Sejak abad kedua puluh satu kota Bandung mulai berbenah, meski kegiatan tebar pesona tersebut disesali oleh sebagian warga. Mereka merindukan kota Bandung yang belum komersil seperti saat sekarang, terlebih saat akhir pekan yang penuh disesaki banyak warga dari Ibu Kota. Dari sana memang berlaku hukum alam, semakin berkembang suatu daerah, maka arah untuk kegitan komersil semakin tinggin, sehingga ada perputaran ekonomi yang pada akhirnya menguntungkan warga setempat.
Setelah sekian lama tidak kesana lagi, kesempatan datang beberapa tahun yang lalu saat liburan panjang. Untuk kali pertama saya akan melihat kota tersebut dengan ciri khas baru "Factory Outlet" nya kala itu.
Perjalanan melewati Subang guna menghindari kemacetan, tetapi nampaknya sama saja, sesampainya di jalur Ciater mulai bergerak padat, hingga memasuki kota yang juga macet di sana-sini. Kala itu jalurnya melewati kawasan Lembang, tetapi saya masih buta kawasan hingga tidak menyadari. Karena suasana semerawut akibat antrian macet, pada akhirnya keluarga memutuskan kembali pulang. Wajar saja karena kami hanya berencana pulang hari dan tidak menginap. Sementara kami baru memasuki kota Bandung pada petang hari, jadi hanya numpang lewat saja saat itu.

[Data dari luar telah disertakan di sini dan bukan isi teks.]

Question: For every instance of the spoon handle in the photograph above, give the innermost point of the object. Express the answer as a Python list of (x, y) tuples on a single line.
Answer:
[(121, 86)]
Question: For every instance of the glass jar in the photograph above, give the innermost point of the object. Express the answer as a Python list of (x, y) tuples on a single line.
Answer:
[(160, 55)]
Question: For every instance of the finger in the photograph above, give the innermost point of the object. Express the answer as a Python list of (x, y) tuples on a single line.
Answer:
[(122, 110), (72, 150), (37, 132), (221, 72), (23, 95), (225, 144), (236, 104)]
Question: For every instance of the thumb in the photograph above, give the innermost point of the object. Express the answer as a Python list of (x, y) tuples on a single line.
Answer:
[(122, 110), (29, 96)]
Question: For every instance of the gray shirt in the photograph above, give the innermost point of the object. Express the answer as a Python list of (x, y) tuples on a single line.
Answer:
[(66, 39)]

Kesempatan lainnya datang saat saya ber-reuni dengan teman sekolah di pertengahan tahun (2009), kala itu saya belum kesampaian untuk mengajak teman kampus berpergian jauh. Bersama teman sekolah kami berempat termasuk saya jalan ke sana. Dengan pengetahuan yang minim dan cenderung buta mengenai jalan, kami percaya diri untuk berwisata di sana.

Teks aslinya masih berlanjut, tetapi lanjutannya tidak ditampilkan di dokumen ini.